An important part of being an intellectual or researcher or scholar is to ask the right questions. It is quite noticeable that bringing up the question of whether capitalism or socialism works best for America is a foolproof way for certain public figures and public intellectuals in America to stoke popular emotions and passions, which in turn garners these figures and intellectuals a certain degree of attention and publicity. However, such attention-seeking and impositions of ego miss the mark in terms of what a contemporary intellectual or researcher or scholar should be asking in the type of economic, political, and social climate we are currently in as an international community and international society.
Plus, when fifty or sixty families dominate both American government and American society, the question of whether grassroots capitalism or top-down socialism works best for America is less relevant than asking how attitudes and lifestyle have been impacted by what is essentially a feudal or “neo-feudal” system. As a result, the issue of attitudes and lifestyle takes precedence, and this issue transcends a defunct and obsolete dichotomy and intellectual exercise such as the one dealing with the debate over whether capitalism or socialism works best for people. And as history has shown, feudal systems can go through dramatic economic, political, and social upheaval when technological changes and evolutions take root. In turn, the technological changes and evolutions we are experiencing now are unprecedented in history.
Thus, the fostering of a “quantum mind” in a feudal or “neo-feudal” environment is an odd occurrence or phenomenon which perhaps has little to no rational or scientific explanation, even though globalization and technology can enable such an occurrence or phenomenon to take root on a larger scale. And as Alexander Wendt subtly noted in the conclusion of one of his latest books – the title of which is “Quantum Mind and Social Science: Unifying Physical and Social Ontology” – the issue of “science” and particularly the study of the human mind is becoming more an issue of ontology and metaphysics rather than an empirical or “scientific” issue.
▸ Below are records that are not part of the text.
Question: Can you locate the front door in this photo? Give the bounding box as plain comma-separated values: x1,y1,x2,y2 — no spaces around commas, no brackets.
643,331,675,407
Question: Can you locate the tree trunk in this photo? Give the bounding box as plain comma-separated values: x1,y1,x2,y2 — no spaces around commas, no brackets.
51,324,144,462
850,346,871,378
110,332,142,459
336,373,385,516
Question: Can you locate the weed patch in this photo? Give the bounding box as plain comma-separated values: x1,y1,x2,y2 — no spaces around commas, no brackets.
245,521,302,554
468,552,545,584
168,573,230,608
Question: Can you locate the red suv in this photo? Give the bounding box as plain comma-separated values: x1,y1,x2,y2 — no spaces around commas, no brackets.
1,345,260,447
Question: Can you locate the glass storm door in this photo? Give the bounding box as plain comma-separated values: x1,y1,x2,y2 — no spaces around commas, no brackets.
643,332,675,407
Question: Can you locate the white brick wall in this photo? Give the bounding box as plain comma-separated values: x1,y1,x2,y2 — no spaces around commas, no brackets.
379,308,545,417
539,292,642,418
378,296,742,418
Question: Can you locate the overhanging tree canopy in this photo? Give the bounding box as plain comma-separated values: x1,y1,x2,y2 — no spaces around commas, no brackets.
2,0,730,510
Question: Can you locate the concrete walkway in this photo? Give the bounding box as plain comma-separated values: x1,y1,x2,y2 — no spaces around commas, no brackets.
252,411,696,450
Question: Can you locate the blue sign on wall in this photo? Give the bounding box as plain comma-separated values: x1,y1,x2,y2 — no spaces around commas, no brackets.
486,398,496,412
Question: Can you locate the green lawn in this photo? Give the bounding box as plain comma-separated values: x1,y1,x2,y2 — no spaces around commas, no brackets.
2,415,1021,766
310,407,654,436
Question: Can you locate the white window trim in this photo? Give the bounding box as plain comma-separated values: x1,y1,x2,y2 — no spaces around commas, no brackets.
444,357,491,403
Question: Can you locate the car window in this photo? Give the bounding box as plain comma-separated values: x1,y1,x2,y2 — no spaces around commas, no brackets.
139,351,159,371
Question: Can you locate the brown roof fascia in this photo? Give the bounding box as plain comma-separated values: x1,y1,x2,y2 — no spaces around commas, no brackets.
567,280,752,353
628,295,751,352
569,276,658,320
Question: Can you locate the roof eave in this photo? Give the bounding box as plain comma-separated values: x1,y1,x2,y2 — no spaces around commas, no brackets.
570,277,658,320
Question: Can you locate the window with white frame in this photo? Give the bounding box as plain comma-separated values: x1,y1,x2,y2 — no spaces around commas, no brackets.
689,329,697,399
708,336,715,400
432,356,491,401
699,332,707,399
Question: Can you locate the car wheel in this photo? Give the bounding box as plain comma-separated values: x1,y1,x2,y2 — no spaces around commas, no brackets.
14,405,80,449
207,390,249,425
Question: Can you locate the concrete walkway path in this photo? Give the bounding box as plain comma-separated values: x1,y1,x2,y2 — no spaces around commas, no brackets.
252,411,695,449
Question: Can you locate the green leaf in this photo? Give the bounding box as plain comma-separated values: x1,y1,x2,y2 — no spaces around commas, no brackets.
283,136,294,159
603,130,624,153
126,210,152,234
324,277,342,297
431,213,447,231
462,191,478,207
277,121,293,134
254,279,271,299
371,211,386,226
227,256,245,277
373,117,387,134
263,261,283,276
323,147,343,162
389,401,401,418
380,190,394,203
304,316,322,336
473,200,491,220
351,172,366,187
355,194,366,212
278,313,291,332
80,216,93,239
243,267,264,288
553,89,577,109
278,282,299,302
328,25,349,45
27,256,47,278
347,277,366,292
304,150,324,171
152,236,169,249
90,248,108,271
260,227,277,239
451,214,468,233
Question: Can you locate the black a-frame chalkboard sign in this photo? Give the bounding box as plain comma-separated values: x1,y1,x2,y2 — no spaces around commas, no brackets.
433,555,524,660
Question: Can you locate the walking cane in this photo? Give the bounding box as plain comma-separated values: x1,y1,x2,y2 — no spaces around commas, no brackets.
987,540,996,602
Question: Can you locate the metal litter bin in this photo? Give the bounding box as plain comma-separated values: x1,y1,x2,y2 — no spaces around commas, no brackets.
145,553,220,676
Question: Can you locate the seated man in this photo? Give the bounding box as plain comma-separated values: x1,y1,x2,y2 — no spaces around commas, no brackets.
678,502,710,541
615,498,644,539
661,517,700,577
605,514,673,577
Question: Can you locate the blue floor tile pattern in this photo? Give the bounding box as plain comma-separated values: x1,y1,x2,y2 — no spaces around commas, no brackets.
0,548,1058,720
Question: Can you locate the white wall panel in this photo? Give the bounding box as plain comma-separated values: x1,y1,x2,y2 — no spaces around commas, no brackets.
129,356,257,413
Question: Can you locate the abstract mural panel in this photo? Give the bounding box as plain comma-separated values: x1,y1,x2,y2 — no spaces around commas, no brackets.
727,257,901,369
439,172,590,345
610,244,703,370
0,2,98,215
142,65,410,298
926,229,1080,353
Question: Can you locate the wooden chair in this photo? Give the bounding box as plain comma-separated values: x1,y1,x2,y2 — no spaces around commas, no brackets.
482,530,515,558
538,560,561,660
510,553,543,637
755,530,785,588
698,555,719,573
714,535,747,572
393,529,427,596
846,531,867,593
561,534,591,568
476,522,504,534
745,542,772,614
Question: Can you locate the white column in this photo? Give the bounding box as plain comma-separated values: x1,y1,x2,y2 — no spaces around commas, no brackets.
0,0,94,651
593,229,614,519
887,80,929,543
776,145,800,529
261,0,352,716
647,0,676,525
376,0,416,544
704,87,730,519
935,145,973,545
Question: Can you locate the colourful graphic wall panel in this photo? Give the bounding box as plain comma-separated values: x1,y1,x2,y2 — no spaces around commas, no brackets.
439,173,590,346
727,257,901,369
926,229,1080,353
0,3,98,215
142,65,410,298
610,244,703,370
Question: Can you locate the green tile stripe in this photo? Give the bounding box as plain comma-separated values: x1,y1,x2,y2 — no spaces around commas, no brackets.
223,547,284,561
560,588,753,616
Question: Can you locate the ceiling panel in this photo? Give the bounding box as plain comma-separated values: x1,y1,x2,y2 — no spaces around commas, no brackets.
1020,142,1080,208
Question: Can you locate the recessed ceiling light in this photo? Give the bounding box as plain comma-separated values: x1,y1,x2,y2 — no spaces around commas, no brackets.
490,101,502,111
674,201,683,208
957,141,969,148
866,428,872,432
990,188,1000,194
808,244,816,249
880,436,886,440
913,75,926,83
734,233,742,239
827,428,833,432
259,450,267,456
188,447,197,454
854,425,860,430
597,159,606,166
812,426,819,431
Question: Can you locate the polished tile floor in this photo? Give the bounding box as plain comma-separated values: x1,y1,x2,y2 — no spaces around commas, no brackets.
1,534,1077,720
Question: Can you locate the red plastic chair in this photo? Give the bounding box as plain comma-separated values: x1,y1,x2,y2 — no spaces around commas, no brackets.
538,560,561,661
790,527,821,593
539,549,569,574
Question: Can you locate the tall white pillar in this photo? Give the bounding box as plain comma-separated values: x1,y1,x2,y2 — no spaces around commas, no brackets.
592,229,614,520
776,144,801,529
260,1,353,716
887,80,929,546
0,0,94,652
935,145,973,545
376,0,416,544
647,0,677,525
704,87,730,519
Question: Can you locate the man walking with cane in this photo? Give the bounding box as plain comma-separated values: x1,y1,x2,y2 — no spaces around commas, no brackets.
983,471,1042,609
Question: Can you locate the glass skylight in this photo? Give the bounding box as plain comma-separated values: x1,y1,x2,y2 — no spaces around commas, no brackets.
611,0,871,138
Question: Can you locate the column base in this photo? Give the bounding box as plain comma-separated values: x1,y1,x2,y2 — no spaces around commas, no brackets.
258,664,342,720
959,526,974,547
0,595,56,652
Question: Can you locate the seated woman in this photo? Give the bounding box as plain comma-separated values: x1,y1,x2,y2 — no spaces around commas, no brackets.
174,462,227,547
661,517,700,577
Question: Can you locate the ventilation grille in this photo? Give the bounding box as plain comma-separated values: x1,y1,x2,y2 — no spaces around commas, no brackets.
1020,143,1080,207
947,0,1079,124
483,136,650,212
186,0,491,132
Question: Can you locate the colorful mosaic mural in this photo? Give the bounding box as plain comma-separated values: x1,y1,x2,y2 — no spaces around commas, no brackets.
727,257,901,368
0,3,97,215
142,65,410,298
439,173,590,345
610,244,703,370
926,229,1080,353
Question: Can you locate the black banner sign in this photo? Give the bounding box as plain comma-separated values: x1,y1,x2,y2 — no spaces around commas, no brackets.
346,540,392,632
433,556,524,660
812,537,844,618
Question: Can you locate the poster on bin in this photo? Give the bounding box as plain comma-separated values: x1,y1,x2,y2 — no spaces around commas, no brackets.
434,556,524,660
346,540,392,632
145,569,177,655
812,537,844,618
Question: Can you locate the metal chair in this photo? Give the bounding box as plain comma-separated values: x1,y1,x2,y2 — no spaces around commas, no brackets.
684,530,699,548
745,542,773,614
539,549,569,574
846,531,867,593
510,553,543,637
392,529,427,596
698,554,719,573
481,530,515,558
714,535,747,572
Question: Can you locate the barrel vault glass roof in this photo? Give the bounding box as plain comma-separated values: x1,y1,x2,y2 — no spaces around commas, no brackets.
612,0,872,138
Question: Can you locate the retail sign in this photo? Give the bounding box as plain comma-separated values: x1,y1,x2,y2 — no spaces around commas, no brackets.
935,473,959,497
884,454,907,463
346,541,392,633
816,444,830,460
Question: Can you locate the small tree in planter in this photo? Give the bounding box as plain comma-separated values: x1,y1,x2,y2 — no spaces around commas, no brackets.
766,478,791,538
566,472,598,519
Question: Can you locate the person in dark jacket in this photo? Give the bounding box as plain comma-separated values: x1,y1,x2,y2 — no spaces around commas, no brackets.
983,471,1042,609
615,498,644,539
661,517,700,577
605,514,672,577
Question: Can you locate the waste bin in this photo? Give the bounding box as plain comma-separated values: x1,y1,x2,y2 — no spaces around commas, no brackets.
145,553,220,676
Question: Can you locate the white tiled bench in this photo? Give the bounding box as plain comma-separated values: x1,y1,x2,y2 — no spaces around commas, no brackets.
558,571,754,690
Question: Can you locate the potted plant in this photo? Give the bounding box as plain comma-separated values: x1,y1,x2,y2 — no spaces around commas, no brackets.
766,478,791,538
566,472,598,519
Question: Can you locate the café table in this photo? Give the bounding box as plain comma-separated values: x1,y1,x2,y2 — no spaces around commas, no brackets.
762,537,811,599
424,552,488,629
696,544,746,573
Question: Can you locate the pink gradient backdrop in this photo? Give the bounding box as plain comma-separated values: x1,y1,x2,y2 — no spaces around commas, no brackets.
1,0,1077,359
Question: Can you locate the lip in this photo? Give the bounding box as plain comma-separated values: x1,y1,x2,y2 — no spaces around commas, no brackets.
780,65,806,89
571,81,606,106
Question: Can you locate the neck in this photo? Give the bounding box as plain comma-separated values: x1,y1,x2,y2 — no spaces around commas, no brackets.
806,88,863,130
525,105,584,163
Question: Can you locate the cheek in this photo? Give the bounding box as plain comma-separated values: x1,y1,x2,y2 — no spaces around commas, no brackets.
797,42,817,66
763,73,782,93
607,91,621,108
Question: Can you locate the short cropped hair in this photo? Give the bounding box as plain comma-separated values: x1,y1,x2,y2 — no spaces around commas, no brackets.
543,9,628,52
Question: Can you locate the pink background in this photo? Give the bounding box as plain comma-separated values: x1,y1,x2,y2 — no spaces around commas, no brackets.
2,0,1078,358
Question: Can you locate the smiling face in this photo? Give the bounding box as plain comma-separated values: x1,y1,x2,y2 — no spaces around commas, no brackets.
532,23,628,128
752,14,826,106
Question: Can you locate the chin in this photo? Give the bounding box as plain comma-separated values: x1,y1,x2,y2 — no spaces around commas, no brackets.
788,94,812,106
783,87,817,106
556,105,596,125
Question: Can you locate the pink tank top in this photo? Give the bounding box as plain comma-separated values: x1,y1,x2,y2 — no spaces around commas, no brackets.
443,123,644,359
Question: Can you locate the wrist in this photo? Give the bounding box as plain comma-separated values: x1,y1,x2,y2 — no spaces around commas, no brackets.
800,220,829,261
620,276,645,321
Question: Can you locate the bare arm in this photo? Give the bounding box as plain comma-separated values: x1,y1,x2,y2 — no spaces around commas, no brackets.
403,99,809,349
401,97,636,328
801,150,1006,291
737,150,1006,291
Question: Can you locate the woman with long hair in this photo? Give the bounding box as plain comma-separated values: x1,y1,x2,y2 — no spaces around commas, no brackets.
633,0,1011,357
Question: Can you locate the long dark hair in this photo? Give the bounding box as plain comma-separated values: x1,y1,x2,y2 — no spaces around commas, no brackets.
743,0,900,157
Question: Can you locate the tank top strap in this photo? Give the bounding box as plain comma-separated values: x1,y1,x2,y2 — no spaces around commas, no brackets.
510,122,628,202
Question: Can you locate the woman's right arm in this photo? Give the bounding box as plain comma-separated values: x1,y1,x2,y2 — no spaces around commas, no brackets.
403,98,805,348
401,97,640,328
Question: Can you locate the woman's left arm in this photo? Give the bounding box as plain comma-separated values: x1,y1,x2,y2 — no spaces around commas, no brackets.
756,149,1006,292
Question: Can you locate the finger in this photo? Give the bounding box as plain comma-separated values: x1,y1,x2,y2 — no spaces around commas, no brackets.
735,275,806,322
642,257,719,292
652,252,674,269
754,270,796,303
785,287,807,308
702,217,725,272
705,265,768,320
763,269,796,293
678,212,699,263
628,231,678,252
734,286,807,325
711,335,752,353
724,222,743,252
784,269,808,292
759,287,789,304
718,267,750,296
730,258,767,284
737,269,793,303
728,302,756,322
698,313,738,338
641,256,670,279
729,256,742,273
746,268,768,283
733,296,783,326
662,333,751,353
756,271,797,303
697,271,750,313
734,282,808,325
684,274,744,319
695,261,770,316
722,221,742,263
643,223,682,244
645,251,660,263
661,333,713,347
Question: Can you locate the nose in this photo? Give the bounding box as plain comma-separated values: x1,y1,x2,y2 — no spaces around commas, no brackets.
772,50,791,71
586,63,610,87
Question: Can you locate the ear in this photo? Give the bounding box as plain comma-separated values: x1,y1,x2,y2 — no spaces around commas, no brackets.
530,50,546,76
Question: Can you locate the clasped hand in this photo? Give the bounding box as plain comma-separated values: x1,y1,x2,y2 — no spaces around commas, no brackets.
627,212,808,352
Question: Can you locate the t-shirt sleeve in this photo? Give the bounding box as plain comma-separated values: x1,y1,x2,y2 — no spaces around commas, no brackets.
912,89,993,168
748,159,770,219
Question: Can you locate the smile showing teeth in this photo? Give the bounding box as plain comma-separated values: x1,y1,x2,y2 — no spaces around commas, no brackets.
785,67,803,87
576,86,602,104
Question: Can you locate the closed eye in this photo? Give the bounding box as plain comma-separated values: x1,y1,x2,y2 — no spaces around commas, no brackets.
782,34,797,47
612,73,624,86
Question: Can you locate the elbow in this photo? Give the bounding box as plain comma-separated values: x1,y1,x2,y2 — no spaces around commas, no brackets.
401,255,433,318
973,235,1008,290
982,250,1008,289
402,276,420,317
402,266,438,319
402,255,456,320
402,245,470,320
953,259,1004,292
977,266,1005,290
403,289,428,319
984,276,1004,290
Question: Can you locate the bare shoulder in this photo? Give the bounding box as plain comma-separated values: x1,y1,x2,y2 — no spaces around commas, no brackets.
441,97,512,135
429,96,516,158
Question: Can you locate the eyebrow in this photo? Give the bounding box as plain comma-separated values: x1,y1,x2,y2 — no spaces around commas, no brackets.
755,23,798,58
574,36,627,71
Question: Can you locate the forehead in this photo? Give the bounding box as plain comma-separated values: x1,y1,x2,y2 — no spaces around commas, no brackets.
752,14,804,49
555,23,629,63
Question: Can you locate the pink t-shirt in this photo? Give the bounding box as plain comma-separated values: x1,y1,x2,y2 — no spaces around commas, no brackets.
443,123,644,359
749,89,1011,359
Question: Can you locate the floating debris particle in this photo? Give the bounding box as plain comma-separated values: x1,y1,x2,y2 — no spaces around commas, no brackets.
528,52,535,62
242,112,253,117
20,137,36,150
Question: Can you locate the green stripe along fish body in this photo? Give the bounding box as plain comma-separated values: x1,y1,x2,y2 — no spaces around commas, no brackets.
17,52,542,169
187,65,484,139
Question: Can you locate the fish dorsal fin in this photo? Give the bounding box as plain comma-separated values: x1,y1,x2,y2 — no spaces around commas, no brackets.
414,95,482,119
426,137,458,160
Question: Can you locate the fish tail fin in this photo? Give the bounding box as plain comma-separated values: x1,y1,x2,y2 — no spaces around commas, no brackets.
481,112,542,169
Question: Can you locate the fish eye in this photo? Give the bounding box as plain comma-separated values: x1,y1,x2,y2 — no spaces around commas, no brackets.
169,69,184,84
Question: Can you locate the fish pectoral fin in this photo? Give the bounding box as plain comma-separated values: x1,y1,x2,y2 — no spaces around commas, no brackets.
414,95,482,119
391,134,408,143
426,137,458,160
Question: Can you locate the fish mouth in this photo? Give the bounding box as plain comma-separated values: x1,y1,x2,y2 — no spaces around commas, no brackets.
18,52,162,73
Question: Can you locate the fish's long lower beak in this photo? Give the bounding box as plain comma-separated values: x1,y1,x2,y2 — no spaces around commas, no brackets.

And as mentioned before, in the postmodern environment that we find ourselves in today, the four competing “ontological states” are liberal, populist, Marxist, and religious in nature.
But one of the major problems which exist in “quantum decision-making” and is a problem which carries over from the “classical” approach towards decision-making and strategy is the issue of choosing or making a tradeoff between “incommensurate alternatives” or “incompatible observables.” The best answer or solution I could find for this problem or question is the axiom or principle which states that “strategy changes with context.” Assigning preference or value to “incommensurate alternatives” or “incompatible observables” in an “indefinite state” such as the one we find ourselves in at the moment is not only pointless, but eventually, the assignment of normative preference and value to incommensurate and incompatible alternatives and observables is overridden by the pressure and weight of both context and situation.
And from an international relations perspective, both “critical international relations theory” and a “quantum” approach to international relations converge in the sense that the directionality or trajectory of both schools is arguably the protection of pluralism from both an intellectual and social standpoint. To a certain extent, postmodern thought translates into an elucidation or re-examination of perspectives and viewpoints which have long been marginalized as a result of mainstream liberal and hegemonic discourse, such as indigenous thought, postcolonial thought, Eastern thought, and environmentalism. But with the diminution of liberal ontology and the elucidation or perhaps even the resurrection of marginalized ontological perspectives and ontological states as a result of the postmodern age comes a certain degree of social turbulence and social upheaval which in turn offers no clear-cut, rational, or “scientific” solutions towards overcoming the ontological turbulence and upheaval that has assumed a global scale as a result of advancements and evolutions in globalization and technology.